A l'automne 1819, Eugène de Rastignac a vingt-et-un ans. Comme bon nombre de jeunes provinciaux, il est officiellement à Paris pour faire son droit et habite dans la pension de madame Vauquer une chambre médiocre - c'est encore tout ce que sa famille peut lui payer. Officieusement, il ambitionne de croquer Paris. La ville et sa société brille d'un faste qu'il dévore des yeux, qu'il aspire à pénétrer pour se faire une place au soleil. Grâce à une lointaine parente, la vicomtesse de Bauséant, il y glisse un orteil mais se montre bien maladroit. C'est surtout sa bévue chez la Comtesse de Restaud qui lui vaut quelques frayeurs et un regain d'orgueil. Cette dernière n'est autre qu'une des filles du Père Goriot, son pauvre voisin à la maison Vauquer. Rastignac découvre avec circonspection que le vieux vermicellier avait jadis quelque argent et une bonne situation qu'il a progressivement grignotée pour l'amour de ces filles. Grâce à lui et à sa cousine, Rastignac entreprend de séduire la seconde fille de Goriot, Delphine de Nuncigen, y parvient, et glisse alors plus d'un orteil dans ce monde qui deviendra bientôt le sien. Ainsi se clôt le roman, comme un cri de défi à l'adresse de Paris : "A nous deux maintenant!"
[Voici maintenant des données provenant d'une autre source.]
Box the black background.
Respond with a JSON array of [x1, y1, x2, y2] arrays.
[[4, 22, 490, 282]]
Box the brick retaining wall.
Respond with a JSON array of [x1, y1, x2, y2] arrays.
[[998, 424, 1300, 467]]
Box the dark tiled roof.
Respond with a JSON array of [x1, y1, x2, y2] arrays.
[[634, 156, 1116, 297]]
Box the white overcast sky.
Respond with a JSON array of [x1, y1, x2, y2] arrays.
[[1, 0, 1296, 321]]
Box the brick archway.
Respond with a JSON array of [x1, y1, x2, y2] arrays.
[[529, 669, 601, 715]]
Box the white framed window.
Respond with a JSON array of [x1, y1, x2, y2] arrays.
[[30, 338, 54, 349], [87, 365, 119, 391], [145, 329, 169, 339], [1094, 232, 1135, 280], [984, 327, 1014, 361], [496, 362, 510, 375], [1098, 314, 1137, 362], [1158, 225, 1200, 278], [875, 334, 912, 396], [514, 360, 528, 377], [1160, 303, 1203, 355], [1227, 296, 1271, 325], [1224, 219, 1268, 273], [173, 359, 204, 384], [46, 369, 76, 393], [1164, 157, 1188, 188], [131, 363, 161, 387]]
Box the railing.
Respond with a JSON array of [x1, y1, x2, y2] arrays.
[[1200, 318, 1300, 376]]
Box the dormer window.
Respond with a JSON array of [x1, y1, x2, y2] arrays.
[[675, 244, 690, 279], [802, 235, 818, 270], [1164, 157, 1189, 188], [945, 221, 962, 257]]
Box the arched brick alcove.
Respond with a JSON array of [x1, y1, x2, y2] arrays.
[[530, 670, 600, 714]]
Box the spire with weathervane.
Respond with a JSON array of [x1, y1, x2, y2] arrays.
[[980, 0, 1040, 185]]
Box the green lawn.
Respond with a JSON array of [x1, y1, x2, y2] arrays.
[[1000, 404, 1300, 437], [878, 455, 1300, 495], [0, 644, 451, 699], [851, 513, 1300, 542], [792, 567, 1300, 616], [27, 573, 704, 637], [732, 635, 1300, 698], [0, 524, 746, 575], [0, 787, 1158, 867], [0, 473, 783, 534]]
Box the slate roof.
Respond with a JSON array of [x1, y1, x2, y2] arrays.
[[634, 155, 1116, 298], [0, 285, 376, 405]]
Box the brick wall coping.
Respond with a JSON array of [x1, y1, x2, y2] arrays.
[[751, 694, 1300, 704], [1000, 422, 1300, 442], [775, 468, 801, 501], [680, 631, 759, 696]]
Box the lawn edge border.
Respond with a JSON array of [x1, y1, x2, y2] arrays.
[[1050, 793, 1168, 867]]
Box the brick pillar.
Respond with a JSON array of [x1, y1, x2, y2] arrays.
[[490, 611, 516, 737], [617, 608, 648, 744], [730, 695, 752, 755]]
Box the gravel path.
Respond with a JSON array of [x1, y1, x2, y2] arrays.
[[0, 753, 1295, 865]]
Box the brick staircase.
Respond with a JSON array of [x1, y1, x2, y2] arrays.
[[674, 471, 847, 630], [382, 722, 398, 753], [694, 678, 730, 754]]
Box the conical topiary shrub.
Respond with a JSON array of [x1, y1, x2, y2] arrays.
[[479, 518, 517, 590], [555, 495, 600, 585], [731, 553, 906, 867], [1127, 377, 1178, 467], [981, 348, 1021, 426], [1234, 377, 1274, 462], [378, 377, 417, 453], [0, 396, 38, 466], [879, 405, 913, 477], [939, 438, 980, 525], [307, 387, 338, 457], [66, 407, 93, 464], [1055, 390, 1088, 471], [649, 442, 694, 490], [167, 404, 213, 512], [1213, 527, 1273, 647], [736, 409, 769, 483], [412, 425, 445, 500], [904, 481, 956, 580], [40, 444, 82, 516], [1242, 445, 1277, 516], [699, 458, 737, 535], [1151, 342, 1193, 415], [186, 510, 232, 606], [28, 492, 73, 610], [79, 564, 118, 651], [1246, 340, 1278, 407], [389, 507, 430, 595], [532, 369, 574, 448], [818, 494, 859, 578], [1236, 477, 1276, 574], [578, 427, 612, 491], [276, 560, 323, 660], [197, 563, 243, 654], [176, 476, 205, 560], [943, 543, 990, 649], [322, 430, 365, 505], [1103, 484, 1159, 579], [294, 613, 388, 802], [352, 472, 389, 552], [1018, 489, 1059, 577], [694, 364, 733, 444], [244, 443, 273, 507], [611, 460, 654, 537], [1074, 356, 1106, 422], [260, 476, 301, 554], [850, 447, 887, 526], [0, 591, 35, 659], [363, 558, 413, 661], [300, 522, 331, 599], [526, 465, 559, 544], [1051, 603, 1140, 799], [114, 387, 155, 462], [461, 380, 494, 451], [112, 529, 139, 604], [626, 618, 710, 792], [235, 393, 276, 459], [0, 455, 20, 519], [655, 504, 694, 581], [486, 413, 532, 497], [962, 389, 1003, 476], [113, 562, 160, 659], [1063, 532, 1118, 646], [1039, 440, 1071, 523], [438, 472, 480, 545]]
J'ai découvert dans ces pages un personnage particulièrement savoureux. Rastignac est complexe et ambigu, bien plus que ne le sera Bel-Ami. Il est certes animé d'une ambition et d'un arrivisme décapant mais il se montre néanmoins terriblement humain. Il nourrit quelques scrupules à réclamer de l'argent supplémentaire à sa famille, il rechigne à ce pacte criminel auquel l'invite Vautrin, enfin il montre bien plus de pitié et d'intérêt pour Goriot mourant que ses propres filles, déjà trop imprégnées de Paris. Le Père Goriot est le roman charnière. Il dépeint le passage du jeune homme aimable, aimant, sincère et naïf à celui d'homme du monde que plus rien n'émeut que sa propre ambition. La mort du père Goriot éteint les dernières "saintes émotions d'un cœur pur" et livre Rastignac à son destin. Il ne reculera plus dès lors devant aucune bassesse pour déployer ses ailes : travaillera pour le mari de sa maîtresse et finira même par épouser sa fille, comme le fera Bel-Ami après lui.

Si l'on sent déjà à travers ce jeune Rastignac une critique de la société parisienne, elle est d'autant plus prégnante dans le contraste entre le père Goriot, généreux, dévoué à ses filles tant aimées et ces deux parvenues égoïstes qui n'ont pas le moindre scrupule à dépouiller leur père à coup de larmes et de plaintes. Si leurs mariages leur ont ouvert la porte de la bonne société, elles se fourrent encore dans des affaires de cœur ou de coquetterie qui les obligent à des dépenses que les maris refusent de payer. C'est pour cette seule raison qu'elle font appel à Goriot. Le jour de son agonie, d'autres affaires les occuperont et elles se déplaceront trop tard. A une autre échelle, l'appât du gain de madame Vauquer, dénuée de la moindre empathie, n'est pas non plus en reste. A la lecture de ce roman et après Le colonel Chabert, j'avoue me demander ce que Balzac pensait des femmes. Assurément, il ne tenait pas la gente féminine en grande estime puisque c'est elle, encore une fois, qui cristallise les pires défauts d'une société hypocrite, égocentrique et vénale.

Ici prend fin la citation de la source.